自民・維新、年金3号見直しを協議へ, 就労拡大と制度公平化が焦点

自民・維新、年金3号見直しを協議へ, 就労拡大と制度公平化が焦点
年金3号見直し協議

自民党と日本維新の会は、社会保障制度改革の骨子の中で「第3号被保険者制度」の対象縮小を進める方向です。共働き世帯からの不公平感や「年収の壁」の是正を狙う一方、育児や介護で働けない専業主婦への代替策づくりが課題として残っています。

ハイライト

  • 自民党と日本維新の会は、第3号被保険者制度の縮小による社会保険負担の公平化と就労拡大を協議開始。
  • 改正案は、年収の壁による就労抑制を和らげ、専業主婦・主夫の育児や介護状況へ移行措置や負担軽減策が今後の焦点。
  • 年金見直しは複業者・専業主夫増加など多様な家族形態へも波及し、保険料負担や働き方全体に重大な影響を与える見通し。

制度見直しの論点と番組の焦点

日本経済新聞によると、自民党と日本維新の会は社会保障制度改革の骨子をまとめ、会社員の夫に扶養される専業主婦らが入る第3号被保険者制度の対象縮小を打ち出しています。見直しの背景には、共働き世帯との負担の公平性を問う声に加え、一定の収入を超えると社会保険料負担が生じることで就労を抑える「年収の壁」を和らげる狙いがあります。

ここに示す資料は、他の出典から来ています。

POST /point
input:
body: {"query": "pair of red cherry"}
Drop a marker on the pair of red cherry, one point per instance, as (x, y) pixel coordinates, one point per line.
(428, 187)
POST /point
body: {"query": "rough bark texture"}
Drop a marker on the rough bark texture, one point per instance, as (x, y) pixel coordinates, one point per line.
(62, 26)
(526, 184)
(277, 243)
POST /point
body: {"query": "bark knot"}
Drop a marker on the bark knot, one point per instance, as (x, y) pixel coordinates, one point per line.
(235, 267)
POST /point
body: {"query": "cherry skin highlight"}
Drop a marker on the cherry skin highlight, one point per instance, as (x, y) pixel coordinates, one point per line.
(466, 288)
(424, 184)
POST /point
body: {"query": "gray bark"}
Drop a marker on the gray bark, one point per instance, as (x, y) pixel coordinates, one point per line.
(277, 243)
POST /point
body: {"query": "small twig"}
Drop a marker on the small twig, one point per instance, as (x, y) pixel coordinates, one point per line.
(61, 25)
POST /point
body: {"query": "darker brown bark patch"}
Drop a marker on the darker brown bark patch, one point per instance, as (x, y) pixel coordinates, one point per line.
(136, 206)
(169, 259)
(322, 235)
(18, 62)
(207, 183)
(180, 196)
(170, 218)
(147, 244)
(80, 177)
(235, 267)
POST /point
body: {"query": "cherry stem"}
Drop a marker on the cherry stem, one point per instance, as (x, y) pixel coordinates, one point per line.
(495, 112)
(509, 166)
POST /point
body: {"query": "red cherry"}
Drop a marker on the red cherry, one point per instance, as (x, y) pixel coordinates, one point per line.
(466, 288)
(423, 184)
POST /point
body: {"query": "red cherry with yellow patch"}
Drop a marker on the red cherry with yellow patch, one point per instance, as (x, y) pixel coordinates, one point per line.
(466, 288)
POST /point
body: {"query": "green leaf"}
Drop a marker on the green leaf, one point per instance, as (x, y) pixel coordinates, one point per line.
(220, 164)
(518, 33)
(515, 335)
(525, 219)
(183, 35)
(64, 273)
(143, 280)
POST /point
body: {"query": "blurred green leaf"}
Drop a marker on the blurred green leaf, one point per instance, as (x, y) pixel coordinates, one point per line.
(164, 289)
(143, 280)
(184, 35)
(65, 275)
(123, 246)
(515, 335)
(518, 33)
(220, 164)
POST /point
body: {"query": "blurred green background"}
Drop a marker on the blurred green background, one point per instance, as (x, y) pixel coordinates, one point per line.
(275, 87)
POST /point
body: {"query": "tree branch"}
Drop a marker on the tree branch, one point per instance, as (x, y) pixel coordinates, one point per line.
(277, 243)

今夜放送のBSテレ東「NIKKEI NEWS NEXT」では、こうした「主婦年金」の転換点をテーマに、日経の柳瀬和央編集委員が制度の課題を整理します。番組では、対象縮小の方向性だけでなく、見直しに伴って生じる生活設計や就業への影響も論点になります。

家計と働き方への影響

制度の見直しは、就業を後押しする政策として位置づけられる一方で、すべての対象者が直ちに働けるわけではないという難しさがあります。育児や介護などで就労が難しい専業主婦に対して、どのような負担軽減策や移行措置を設けるかが今後の焦点です。

関連論点としては、複業者への適用拡大や、専業主夫の増加など家族の形の多様化もあります。年金制度の見直しは、保険料負担のあり方だけでなく、日本の働き方や家計の選択に広く影響する政策課題として議論が続きます。

当社の以前の記事では、物価高を背景に老後資金の必要額が「2000万円」から最大「4000万円」規模に膨らむ可能性が取り上げられ、年金収入だけでは生活費を賄いにくい現実が議論されました。現役世代にとっては、インフレを織り込んだ長期の家計設計や資産形成の見直しが急務になるという点が焦点でした。